Update: All states on board for new public safety broadband network

The First Responder Network Authority (FirstNet), an independent agency in the U.S. Chamber of Commerce, and Council Global Lead Partner AT&T have been working together on a dedicated public safety communications network that will correct significant problems first responders face when called to emergencies: among them congested commercial communications networks and agency communications systems that aren't interoperable. Those two shortcomings slow communications and disaster response coordination, which can seriously hamper the effectiveness and timeliness of police, fire and other emergency services' efforts to save lives. With all states opting in, FirstNet will likely give AT&T the go ahead to start building the network early this year. That's good news for cities and the people who live in them. — Doug Peeples


The new network, which will be built on existing AT&T infrastructure, won't be completed overnight but when it is first responders are expected to have the tools they need to respond to and manage crises with a degree of efficiency and effectiveness existing communications networks can't guarantee.

And it will provide more than secure, reliable high-speed communications. As we reported in an earlier story, the new network also will quickly provide first responders with essential information they need as they're dispatched to emergencies, not after they're on the scene. And it will relay real-time information on traffic conditions and help support other smart city public safety enhancement projects. Job creation will be another benefit.

The recommendation for FirstNet initially came from the 9/11 Commission after communications snags hampered emergency responses to the September 11, 2001 terrorist attacks. AT&T will invest about $40 billion during the course of the contract with FirstNet. And FirstNet will spend $6.5 billion in success-based payments through five years and 20 MHz of valuable broadband spectrum to support the network.

"FirstNet is the network for public safety," said Chris Sambar, senior VP for AT&T-FirstNet. 2017 was about planning, preparing and moving quickly to bring public safety a meaningful option — one they can rely on without delay. We'll build on that groundwork in 2018 with transformative capabilities that will make FirstNet the most valuable communications system for first responders.

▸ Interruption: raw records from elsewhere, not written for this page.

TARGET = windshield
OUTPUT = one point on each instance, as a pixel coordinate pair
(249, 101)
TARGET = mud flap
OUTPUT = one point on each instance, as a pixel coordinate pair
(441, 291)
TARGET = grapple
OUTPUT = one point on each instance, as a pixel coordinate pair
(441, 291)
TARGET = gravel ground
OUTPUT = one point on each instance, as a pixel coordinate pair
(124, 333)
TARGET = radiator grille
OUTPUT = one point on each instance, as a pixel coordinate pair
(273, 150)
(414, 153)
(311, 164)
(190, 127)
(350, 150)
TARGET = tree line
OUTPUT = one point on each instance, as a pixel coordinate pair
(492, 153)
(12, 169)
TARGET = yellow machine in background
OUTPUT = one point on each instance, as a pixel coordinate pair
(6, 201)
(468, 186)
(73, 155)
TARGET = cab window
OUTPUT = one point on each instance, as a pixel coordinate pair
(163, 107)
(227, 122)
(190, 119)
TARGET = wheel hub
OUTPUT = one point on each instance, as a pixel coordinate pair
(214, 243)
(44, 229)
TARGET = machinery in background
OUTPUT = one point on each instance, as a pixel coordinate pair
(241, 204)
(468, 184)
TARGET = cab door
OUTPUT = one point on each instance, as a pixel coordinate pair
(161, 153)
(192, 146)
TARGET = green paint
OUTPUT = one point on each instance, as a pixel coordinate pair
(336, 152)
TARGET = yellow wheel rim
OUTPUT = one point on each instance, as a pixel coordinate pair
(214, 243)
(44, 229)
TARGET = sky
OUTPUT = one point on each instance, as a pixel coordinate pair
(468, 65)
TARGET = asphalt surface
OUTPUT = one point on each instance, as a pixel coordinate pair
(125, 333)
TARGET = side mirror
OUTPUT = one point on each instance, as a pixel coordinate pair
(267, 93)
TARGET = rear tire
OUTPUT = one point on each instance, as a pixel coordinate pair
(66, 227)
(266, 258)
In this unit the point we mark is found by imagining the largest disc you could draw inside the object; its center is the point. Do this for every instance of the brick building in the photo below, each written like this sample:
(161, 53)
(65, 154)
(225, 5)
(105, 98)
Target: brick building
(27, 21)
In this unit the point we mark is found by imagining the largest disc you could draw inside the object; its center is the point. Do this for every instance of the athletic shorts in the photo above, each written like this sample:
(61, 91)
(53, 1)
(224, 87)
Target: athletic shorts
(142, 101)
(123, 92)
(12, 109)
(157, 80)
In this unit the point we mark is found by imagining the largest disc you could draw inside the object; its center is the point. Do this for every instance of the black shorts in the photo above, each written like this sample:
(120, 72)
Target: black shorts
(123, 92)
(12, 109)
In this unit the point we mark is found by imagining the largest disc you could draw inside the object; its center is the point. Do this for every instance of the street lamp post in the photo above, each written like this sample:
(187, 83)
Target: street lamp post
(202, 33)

"And since this is likely the biggest innovation that most first responders will see in their careers, we can't wait to bring it to as many emergency responders as possible."

In 2018, the network is expected to increase coverage and capacity and add access to dedicated mobile networks that can be implemented when more coverage and support is needed, provide 24/7 access to a dedicated Security Operations Center, next-generation public safety tools and more.

In addition to the 50 states, Washington, D.C. and two U.S. territories also opted in to FirstNet. The three Pacific territories — American Samoa, Guam and the Northern Marianas Islands — have until March 12 to finalize their decisions.